VATICAN CITY (Reuters) - Pope Francis has the moral authority to sway public opinion over global warming and might attend the United Nations' Climate Change Conference (COP26) in Scotland, U.S. President Joe Biden's climate envoy John Kerry said on Saturday.
COP26 is being held in Glasgow in November and could accelerate measures by the world's biggest polluters to tackle climate change, a challenge which activists, scientists and world leaders say could ultimately endanger the planet.
"I think that his voice will be a very important voice leading up to and through the Glasgow conference, which I believe he intends to attend," Kerry told the official Vatican News outlet after meeting the pope.
There was no immediate confirmation of this from the Vatican.
"Because he is above politics and outside of the hurly-burly of day-to-day, national conflict, I think he can sort of shake people a little bit and bring them to the table with a better sense of our common obligation," Kerry added.

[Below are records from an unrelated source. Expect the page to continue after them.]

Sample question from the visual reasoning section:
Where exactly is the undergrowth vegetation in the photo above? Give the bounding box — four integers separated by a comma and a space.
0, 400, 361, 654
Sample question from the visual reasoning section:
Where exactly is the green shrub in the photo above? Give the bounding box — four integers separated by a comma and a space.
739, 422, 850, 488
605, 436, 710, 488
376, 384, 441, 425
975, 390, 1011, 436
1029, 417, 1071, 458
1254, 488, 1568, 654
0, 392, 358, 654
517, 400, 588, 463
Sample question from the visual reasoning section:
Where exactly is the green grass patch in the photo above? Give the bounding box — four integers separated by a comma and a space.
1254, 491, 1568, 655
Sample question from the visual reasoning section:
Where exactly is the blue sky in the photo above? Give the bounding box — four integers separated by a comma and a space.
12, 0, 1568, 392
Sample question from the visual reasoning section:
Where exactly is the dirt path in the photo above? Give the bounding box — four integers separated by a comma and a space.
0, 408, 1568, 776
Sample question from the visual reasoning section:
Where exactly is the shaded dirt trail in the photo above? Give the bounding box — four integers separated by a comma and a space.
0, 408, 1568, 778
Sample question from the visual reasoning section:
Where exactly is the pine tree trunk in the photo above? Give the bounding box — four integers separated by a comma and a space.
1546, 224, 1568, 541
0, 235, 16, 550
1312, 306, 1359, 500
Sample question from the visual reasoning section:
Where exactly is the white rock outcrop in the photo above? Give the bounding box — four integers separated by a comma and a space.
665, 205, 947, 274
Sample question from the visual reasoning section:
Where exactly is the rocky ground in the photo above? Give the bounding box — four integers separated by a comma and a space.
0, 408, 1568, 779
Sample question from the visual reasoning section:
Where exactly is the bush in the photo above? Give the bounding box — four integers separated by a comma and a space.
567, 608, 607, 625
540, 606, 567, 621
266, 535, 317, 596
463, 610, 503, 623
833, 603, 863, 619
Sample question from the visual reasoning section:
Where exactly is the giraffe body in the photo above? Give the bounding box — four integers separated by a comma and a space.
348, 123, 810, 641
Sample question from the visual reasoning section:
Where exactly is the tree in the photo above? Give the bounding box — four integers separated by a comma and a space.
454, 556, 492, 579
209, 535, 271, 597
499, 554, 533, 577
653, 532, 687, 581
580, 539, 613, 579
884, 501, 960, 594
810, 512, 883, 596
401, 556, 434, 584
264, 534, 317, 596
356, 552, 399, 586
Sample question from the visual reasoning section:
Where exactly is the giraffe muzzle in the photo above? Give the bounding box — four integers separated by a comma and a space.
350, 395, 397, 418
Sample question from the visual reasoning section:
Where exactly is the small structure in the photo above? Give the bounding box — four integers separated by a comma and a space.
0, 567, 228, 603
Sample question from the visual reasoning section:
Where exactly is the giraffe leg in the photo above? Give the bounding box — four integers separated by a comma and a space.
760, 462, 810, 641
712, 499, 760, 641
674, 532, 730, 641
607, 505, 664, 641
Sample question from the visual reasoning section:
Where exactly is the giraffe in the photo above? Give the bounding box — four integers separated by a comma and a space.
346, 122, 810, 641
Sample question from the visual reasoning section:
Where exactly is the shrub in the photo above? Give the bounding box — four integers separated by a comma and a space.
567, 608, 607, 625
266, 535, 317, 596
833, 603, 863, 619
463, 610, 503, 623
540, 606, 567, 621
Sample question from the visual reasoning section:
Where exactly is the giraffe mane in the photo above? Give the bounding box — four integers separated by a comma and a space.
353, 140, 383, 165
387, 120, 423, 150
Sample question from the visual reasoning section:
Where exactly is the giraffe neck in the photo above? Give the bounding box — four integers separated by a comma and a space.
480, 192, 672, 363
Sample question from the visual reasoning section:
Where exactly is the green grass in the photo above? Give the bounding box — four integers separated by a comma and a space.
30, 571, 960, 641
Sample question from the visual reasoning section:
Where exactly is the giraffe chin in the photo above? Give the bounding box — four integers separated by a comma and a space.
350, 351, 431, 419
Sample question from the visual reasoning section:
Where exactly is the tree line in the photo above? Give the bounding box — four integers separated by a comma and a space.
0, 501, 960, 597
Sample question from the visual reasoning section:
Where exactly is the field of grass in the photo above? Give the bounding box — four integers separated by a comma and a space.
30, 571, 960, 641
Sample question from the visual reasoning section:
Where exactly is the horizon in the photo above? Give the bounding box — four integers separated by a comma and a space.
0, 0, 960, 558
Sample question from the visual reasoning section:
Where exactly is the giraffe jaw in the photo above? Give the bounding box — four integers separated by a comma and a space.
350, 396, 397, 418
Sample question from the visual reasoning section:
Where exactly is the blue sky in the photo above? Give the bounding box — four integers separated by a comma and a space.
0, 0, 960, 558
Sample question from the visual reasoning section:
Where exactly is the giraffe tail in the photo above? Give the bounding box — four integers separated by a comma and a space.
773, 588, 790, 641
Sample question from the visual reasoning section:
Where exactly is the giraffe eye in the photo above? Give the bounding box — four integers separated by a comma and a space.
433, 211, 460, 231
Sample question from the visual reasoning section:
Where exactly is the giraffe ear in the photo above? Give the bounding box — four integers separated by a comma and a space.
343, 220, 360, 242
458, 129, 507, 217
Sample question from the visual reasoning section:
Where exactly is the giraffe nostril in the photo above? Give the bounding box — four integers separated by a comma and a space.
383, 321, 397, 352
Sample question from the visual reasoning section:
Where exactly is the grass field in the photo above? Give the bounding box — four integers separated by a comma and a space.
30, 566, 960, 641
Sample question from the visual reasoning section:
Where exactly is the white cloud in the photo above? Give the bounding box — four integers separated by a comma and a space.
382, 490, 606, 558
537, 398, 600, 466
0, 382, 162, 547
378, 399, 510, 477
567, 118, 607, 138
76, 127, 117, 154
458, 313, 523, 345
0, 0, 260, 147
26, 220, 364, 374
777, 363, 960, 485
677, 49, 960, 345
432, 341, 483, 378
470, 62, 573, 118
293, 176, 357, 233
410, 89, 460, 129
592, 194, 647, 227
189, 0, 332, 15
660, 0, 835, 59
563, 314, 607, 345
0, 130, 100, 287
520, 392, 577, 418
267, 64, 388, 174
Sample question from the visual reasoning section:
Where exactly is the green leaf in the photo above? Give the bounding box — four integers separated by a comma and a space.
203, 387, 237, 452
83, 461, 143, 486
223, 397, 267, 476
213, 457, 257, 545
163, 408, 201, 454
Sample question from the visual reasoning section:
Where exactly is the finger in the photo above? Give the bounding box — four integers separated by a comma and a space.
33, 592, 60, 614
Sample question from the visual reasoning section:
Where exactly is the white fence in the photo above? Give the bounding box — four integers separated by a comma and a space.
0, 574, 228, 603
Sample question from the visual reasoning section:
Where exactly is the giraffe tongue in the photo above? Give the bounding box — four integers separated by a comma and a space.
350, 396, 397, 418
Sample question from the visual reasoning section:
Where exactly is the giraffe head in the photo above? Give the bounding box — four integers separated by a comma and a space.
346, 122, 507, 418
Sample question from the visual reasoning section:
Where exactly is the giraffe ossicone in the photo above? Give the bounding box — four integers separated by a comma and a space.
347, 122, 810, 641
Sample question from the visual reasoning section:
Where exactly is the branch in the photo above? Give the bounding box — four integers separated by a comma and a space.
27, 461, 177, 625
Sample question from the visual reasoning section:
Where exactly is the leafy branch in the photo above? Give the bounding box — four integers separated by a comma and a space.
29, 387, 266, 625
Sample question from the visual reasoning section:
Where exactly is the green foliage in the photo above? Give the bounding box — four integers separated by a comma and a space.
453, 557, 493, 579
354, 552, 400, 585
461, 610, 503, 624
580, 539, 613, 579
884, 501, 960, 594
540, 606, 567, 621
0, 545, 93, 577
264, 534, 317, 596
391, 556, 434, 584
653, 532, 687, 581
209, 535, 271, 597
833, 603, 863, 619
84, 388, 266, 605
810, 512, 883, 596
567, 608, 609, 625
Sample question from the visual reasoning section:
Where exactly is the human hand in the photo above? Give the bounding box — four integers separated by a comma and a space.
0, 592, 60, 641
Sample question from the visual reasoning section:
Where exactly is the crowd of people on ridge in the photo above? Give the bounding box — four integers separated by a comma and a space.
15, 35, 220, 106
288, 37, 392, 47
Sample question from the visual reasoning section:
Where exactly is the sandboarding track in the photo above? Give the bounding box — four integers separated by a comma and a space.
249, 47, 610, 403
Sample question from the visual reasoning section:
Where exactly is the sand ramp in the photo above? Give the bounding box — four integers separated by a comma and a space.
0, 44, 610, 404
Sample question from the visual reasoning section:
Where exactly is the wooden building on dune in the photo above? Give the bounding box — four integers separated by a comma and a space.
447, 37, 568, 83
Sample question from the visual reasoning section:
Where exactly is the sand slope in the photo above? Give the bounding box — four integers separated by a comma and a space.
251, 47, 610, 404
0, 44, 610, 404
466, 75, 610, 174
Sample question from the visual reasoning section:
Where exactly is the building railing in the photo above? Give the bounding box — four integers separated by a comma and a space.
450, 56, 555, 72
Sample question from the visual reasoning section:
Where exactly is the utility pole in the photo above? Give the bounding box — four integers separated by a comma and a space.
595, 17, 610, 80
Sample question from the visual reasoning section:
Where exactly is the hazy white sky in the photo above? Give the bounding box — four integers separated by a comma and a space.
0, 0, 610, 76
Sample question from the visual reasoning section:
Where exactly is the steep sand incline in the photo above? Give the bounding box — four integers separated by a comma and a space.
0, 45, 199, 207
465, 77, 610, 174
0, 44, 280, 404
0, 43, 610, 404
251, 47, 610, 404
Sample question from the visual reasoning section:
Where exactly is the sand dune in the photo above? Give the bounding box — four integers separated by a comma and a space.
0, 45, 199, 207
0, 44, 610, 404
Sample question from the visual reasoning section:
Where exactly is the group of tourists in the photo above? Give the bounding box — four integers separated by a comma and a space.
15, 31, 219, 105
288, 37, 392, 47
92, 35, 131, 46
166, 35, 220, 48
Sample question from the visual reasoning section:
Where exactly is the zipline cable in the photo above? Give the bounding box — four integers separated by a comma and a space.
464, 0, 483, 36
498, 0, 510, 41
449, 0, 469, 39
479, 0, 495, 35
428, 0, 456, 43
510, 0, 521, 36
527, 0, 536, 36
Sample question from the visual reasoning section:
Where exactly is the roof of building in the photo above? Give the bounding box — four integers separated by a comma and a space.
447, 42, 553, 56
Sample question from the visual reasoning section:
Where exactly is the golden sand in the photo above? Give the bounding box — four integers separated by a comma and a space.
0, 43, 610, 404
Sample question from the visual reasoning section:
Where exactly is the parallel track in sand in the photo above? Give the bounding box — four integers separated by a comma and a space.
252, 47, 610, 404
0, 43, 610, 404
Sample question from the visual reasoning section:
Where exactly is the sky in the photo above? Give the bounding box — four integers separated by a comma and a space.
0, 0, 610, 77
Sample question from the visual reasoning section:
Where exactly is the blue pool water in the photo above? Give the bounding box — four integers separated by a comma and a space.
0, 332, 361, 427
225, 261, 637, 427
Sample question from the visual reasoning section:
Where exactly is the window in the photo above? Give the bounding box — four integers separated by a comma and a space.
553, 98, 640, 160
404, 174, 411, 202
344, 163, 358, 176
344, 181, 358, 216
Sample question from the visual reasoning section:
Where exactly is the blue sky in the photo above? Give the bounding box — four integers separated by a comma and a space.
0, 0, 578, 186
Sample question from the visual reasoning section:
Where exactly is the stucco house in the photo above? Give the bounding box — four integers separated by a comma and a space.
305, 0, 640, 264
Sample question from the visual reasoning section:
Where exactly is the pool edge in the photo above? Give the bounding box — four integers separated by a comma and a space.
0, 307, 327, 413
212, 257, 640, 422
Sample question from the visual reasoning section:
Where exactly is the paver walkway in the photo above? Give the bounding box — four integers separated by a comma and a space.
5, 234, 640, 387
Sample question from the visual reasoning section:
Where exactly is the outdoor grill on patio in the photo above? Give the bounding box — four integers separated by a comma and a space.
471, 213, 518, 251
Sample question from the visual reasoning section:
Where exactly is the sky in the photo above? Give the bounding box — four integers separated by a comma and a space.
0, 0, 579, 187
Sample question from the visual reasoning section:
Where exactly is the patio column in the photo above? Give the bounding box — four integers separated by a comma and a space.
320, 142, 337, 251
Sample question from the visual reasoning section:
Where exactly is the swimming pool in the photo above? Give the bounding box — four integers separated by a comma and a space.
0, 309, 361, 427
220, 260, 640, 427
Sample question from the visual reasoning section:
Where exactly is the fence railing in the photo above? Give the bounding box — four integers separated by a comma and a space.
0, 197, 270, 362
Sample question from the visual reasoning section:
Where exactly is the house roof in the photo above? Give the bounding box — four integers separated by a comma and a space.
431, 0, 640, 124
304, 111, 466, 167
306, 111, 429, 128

Kerry is mid-way through a week-long trip to Europe, meeting government officials and business leaders in Italy, Britain and Germany, as well as the Vatican City, ahead of the summit.
Francis has made many calls for environmental protection since becoming pope in 2013, and has repeatedly urged governments to take drastic measures to combat global warming and reduce the use of fossil fuels.
"We need everybody in this fight," Kerry said.